Era exactamente como en las películas. Caminamos al parque y no hablamos nada porque todos nosotros sabíamos que los agentes secretos nunca hablan porque son demasiado guays. Cuando llegamos al parque de Árbol del Ahorcado, Yihad fue el primero en hablar. Dijo que tenía mucha hambre. Se volvió al Orejones y le preguntó dónde estaban las meriendas, y el Orejones (el cerdo traidor) se puso rojo como un culo de mono y me miró a mí. El sucio mentiroso dijo que era mi trabajo traer la comida. Entonces todos me miraron como si yo fuera el cerdo traidor y de pronto todos empezaron a gritarme. Sabía que no era mi trabajo traer los bocadillos, pero también sabía que cuando las personas tienen hambre es imposible calmarse sin comida. La única manera de detener sus gritos era decirles que tenía dinero para comprar la comida en la tienda (y era la verdad porque tenía el dinero de mi hucha).

Así que nos dirigimos hacia la tienda y todo comenzó a verse mejor, hasta que llegamos y manolito y amigos nochenos dimos cuenta de que eran las cuatro y media de la mañana y todas las tiendas estaban cerradas. Esto causó una gran riña porque todos teníamos muchísima hambre. No había nada que pudiéramos hacer excepto sentarnos en un bordillo y esperar.

¿Qué puedo decir sobre lo que pasó después? Estaba oscuro todavía y no había dormido nada debido a mi picazón, así que estaba muy, muy cansado y el hambre sólo lo hizo peor. Total, que me quedé dormido, pero aunque fueras un agente secreto tú habrías hecho lo mismo. No sé cuánto tiempo dormí. Soñé que estaba en el limbo de los muertos y mi madre estaba gritando que  tardaba mucho en nacer.

Cuando me desperté, mis amigos, los peores del mundo, ya no estaban. En ese momento yo quería pegarles. Estaba solo en un bordillo del barrio de Carabanchel y tenía hambre todavía. Me levanté del bordillo pensando en mis amigos: el Orejones, el cerdo traidor; Yihad, el capitán Merluza, y Susana, la chica. No sabía dónde estaba pero no me importaba.
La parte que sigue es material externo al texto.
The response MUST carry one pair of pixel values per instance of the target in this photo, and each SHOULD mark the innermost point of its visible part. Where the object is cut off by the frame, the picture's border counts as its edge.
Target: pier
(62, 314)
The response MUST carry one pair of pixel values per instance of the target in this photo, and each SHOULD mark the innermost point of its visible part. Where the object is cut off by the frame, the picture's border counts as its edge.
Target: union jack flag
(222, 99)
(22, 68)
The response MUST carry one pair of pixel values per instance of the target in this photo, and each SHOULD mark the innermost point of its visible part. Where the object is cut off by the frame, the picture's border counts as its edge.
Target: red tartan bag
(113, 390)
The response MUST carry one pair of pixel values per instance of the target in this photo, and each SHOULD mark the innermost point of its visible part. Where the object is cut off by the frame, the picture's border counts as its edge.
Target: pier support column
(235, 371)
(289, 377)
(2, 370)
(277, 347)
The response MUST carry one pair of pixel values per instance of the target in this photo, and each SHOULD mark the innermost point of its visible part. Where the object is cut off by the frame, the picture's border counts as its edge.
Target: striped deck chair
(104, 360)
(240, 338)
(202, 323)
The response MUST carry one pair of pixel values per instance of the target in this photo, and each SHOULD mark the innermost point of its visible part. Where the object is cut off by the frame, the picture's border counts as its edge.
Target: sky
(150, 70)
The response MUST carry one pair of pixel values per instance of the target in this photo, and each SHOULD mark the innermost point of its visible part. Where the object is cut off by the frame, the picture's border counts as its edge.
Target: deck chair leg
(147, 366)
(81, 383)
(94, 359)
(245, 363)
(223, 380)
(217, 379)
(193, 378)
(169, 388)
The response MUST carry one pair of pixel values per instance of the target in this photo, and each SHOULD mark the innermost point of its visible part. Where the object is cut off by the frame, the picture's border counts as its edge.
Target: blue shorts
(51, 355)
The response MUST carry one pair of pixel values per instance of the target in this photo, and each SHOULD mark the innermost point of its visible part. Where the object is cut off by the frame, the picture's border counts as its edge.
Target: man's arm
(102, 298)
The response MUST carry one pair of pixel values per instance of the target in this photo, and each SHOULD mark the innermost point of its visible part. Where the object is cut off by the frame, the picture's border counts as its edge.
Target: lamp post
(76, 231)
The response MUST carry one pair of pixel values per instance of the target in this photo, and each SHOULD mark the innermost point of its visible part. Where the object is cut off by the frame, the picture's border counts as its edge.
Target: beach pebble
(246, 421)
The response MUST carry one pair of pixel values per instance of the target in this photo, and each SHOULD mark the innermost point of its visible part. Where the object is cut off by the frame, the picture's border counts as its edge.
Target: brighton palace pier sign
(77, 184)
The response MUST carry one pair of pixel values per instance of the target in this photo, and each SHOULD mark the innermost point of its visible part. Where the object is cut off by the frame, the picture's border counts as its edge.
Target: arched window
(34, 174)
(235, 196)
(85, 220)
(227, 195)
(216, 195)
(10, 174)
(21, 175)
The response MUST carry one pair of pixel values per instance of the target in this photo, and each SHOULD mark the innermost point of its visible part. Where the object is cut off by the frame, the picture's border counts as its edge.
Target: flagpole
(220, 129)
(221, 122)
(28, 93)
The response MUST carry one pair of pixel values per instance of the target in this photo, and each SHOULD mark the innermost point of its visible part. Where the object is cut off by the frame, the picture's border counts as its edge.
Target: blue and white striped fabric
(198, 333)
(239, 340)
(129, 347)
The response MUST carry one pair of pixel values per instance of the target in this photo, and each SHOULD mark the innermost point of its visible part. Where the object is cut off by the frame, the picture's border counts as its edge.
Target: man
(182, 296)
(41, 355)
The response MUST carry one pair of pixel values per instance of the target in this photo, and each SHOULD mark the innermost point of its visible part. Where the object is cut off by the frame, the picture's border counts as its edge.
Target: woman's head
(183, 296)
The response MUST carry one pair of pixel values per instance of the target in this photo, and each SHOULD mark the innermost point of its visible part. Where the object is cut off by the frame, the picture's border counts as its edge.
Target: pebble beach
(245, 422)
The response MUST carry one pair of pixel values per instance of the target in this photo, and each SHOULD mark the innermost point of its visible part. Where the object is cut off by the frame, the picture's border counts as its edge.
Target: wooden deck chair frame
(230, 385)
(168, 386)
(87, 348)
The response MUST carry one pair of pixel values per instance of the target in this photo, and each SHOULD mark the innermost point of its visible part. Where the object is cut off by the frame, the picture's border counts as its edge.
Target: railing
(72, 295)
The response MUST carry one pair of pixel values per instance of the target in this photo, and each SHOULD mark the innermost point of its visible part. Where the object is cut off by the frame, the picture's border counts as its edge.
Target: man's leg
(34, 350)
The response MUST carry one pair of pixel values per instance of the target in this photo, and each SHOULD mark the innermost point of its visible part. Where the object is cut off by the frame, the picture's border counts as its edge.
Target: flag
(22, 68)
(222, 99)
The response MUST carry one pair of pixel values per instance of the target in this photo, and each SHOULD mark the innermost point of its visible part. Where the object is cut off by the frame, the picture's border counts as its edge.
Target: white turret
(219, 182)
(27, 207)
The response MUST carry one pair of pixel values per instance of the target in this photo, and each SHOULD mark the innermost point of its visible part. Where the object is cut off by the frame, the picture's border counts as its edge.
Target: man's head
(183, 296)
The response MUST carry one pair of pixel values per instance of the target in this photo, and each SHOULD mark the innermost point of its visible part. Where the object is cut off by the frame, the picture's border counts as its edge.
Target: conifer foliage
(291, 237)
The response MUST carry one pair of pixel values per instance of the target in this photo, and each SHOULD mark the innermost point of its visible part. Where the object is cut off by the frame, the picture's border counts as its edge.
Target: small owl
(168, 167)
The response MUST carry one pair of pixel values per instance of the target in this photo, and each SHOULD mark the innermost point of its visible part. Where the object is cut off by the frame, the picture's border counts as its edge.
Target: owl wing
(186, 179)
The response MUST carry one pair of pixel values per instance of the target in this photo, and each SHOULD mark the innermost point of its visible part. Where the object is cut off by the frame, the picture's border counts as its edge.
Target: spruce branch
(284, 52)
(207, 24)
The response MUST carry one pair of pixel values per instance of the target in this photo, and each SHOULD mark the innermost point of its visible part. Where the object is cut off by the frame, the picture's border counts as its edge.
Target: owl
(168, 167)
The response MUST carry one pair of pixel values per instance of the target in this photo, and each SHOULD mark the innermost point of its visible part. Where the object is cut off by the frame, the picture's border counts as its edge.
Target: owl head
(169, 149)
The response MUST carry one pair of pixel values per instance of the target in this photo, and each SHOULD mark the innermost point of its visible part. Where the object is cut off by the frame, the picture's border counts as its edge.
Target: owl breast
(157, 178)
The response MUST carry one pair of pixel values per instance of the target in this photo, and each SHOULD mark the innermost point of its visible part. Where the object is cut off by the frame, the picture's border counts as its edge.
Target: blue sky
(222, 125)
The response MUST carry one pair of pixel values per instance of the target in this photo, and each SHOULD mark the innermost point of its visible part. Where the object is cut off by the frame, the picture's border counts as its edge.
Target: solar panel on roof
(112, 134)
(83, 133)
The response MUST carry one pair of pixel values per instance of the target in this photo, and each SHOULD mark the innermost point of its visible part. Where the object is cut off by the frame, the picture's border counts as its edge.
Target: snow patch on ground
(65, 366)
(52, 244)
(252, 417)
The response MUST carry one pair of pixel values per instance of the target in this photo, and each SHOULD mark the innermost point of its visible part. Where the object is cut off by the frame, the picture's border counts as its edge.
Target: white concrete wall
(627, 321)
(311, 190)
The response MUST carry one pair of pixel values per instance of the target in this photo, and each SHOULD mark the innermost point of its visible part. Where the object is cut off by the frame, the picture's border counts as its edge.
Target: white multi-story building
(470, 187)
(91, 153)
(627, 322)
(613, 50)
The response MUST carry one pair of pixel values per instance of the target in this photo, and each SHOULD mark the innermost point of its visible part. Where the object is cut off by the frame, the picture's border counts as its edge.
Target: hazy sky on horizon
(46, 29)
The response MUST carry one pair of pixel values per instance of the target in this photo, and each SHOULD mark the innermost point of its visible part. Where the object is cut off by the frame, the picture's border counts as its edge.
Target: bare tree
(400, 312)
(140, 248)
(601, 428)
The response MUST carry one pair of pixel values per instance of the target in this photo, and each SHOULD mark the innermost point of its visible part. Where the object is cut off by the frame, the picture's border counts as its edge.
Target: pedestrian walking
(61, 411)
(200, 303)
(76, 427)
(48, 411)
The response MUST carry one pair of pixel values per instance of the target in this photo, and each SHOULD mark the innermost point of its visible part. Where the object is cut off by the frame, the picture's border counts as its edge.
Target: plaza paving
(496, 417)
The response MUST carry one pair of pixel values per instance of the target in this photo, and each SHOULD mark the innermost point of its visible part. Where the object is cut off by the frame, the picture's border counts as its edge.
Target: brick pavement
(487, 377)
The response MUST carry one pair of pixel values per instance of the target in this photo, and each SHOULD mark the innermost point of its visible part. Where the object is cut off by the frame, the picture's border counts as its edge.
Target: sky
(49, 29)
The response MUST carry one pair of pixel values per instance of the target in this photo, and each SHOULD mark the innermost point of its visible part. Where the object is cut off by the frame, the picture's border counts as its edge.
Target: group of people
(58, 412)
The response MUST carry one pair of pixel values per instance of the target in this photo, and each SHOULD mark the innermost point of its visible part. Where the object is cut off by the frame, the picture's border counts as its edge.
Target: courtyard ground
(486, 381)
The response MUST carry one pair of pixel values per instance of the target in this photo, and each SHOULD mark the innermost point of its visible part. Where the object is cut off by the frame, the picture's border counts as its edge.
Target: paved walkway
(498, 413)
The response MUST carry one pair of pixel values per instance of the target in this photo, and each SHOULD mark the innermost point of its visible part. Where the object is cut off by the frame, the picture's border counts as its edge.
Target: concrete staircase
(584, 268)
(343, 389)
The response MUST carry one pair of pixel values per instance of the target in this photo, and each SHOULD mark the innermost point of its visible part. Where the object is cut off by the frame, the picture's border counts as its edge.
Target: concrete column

Probablemente se habían vuelto a casa como bebés que lloran por sus madres por la noche. Yo no soy un bebé como ellos, así que decidí llamar a la puerta de una casa cerca de la tienda. Mi madre siempre me aconseja que busque a un vecino cuando esté solo. Me imaginé que cualquier casa sería buena porque todo el mundo me conoce en Carabanchel. Me conocen por mi mote, Manolito Gafotas.

Crucé la calle y llamé a la puerta. Unos minutos después, una mujer abrió y, cuando me vio, gritó ruidosamente. Se parecía a Úrsula de la Sirenita. Era alta, su pelo hacía como tentáculos y su bata de baño era morada.

— Qué haces por la noche en la calle? ¿Porqué no estás en casa soñando con los monstruos y los camiones de juguete? Ven conmigo —  me dijo.

Ella era la única persona de Carabanchel que no sabía mi nombre.

Entré en la casa y le pregunté si tenía un bocadillo con mantequilla y colacao, porque a esas alturas me dolía tanto el estómago que me sentía como si Yihad me hubiera golpeado otra vez. La mujer me dijo que no tenía colacao, así que le pregunté si tenía un bocadillo con cerdo y ella me dijo la cosa más rara del mundo: me dijo que no comía la carne. ¡Qué extraña era la mujer! ¡Era como una jirafa!  Luego me dio una ensalada con cuadraditos blancos de alguna cosa que ella llamó tofu. Inmediatamente lo escupí al suelo. Estaba húmedo y blando. Ella me echó la bronca y me dijo que yo era un bárbaro sucio. Yo le dije que estaba de la próstata porque eso fue la única cosa que me vino a la cabeza en ese momento. Ella parecía un perro que ha visto un gato por primera vez y me dijo:

—  Duérmete en el sofá, por favor.

Me levanté muy temprano por la mañana y la mujer se ofreció a llevarme a mi casa, pero me quería ir sólo porque mi madre me daría una colleja si me veía con la mujer que me llevaba a casa. Cuando llegué a casa vi que no había nadie. Esperé allí porque mi madre y mi abuelo debían de haber ido al mercado con el Imbécil. No fue hasta las diez de la mañana que volvieron a casa.

— ¿Dónde has estado? — me preguntó mi padre.

De repente me dio una colleja en la nuca, pero no me importó porque llegué a ser un agente secreto aunque mis amigos estupidos me hubieran abandonado. Esto sólo demuestra que soy el mejor agente secreto de Carabanchel y, probablemente, del mundo.